Rap and Poetry - Love, Loss, and Loud Drums
KATA
KATA builds worlds out of words, layering raw emotion over drums that hit like thunder. Coming straight out of Raleigh, North Carolina, the rapper, lyricist, and producer has spent the last five years sharpening his craft, blending storytelling with beats that refuse to be ignored. As a core member of 47 Eyes on Me based in North Carolina, a collective of artists, visionaries, and sonic architects, he’s not just here to rap—he’s here to shift the culture.
From J. Cole to Boom Bap to Something Entirely New
The blueprint was set early: Lil Wayne, Kendrick Lamar, J. Cole—icons who didn’t just rap but reshaped the genre. KATA grew up locked into the classics, dissecting beats, and figuring out what made them hit harder, feel deeper, stay longer.
“It was the storytelling. Kendrick’s Good Kid, M.A.A.D City wasn’t just an album—it was a cinematic experience. It made me realize that rap could be more than just music—it could be a mirror, a movement, a moment in time. It is poetry.”
That mentality bleeds into the tracks he touches. KATA isn’t afraid to sit in an emotion, let it breathe, and turn it into something real. Whether it’s love, struggle, the state of the world, or the energy of a fleeting moment, his music doesn’t just tell a story—it pulls you into one.
“Some days, it starts with a drum loop that catches me off guard. Other times, I’ll stretch and flip a sample, making it something unrecognizable, something that forces me to write different, think different, feel different.”
And then there are the days where it’s just a melody in his head, looping until the words come out.
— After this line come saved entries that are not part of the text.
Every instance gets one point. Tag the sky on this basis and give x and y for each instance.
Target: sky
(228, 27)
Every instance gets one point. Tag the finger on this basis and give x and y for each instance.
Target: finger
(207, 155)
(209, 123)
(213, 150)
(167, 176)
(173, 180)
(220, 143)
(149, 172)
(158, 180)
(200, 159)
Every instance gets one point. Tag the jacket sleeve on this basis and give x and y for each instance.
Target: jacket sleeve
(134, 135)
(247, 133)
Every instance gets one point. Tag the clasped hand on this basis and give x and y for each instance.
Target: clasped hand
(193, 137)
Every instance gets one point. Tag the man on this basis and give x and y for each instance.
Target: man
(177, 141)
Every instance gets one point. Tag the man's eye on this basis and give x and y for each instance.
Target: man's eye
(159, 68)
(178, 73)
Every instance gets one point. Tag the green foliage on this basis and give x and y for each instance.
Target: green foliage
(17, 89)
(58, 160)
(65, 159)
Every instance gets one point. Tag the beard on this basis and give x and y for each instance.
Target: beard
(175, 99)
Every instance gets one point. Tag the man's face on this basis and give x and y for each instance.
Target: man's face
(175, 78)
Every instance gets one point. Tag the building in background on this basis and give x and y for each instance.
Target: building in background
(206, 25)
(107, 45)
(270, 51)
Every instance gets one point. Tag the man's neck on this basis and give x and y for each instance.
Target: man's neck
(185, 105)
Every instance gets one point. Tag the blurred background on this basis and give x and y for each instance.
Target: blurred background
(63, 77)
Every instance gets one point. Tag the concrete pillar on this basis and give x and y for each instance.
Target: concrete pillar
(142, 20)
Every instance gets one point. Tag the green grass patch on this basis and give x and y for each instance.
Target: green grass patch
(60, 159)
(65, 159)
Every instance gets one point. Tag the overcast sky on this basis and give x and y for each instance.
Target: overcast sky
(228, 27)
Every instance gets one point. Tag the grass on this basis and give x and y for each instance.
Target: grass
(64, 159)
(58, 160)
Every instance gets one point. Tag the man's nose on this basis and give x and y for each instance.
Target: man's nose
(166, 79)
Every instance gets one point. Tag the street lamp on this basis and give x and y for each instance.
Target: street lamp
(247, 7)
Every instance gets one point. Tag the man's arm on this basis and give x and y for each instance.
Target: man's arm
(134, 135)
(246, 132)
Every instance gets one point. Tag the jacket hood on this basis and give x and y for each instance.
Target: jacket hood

“You ever get stuck on a thought?” he asks. “Like, it just sits with you? That’s what a lot of my music is. I latch onto a memory, a feeling, and I don’t let go until I’ve turned it into something that makes sense. It’s not dwelling—it’s dissecting.”
That depth makes KATA’s music hit harder than most. It’s not just words over a beat—it’s a moment captured, a memory stitched together with bass and hi-hats.
Rap as Poetry, Love as a Muse, & Finding Beauty in Chaos
Lately, KATA has found himself writing a lot about love. Not the Instagram-filtered kind, but the real, raw, sometimes reckless kind—love that changes you, that lingers in the spaces between the lyrics.
“I think I just love the world too much sometimes,” he admits with a laugh. “I fall in love with the smallest things—a moment, a person, a night that feels like it’ll never end. There is so much going on in the world world, but at the same time… people are beautiful, y’know? I think I try to capture that in my music.” That balance—the weight of the world mixed with the weightlessness of love, the tension between hope and reality—is what makes KATA’s music magnetic.
On one hand, he’s writing about intimacy, connection, and human fragility. On the other, he’s spitting verses about political unrest, disillusionment, and a world that feels like it’s constantly on fire. His recent feature on "No Faith" with Joey Zen dives deep into that tension—a commentary on global chaos without losing sight of personal truths. He says it for what it is, his first line “I lost faith in society when bullets hitting hits” sets the tone of the song. “Sometimes, the weight of what you say and the passion behind the tones is what hits the hardest.”
With a new single dropping next Friday, February the 14th 2025, this is a rapper on the come-up flying like a comet, and an artist attempting to build something timeless.